- Theatrical release poster
- Directed by: Radheshyam Rai;
- Written by: Radheshyam Rai; Shivraj Singh;
- Produced by: Rudra Tiwari; Rajat Tiwari; Vandana Rai;
- Starring: Sonalika Prasad; Gunjan Pant; Raaj Singh;
- Music by: Harshraj Harsh
- Production companies: Banaras Talkies; Jayant Media;
- Release date: August 7, 2026;
- Running time: 143 minutes
- Country: India
- Language: Bhojpuri

= Kawan Kasoor =

2026 Bhojpuri drama film

Kawan Kasoor is a 2026 Indian Bhojpuri-language Drama film directed and written by Radheshyam Rai and Shivraj Singh. The film stars Sonalika Prasad, Gunjan Pant and Raj Singh in lead role.

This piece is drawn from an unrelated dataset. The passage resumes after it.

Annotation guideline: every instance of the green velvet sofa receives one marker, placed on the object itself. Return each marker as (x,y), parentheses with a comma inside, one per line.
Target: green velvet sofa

The film was produced by Rudra Tiwari, Rajat Tiwari and Vandana Rai under the banner of Banaras Talkies and Jayant Media. The film was released theatrically on 7 August 2026.

==Cast==
- Sonalika Prasad as Sanjana
- Gunjan Pant as Sandhya
- Raaj Singh as Prashant
- Lalitesh Jha
- Sushil Singh
- Dheeraj Pandit
- Neelam Pandey
- Neela Singh

==Release==
Kawan Kasoor was released theatrically in India on 7 August 2026. The film was released in the Bhojpuri language and received a UA 13+ certification from the Central Board of Film Certification.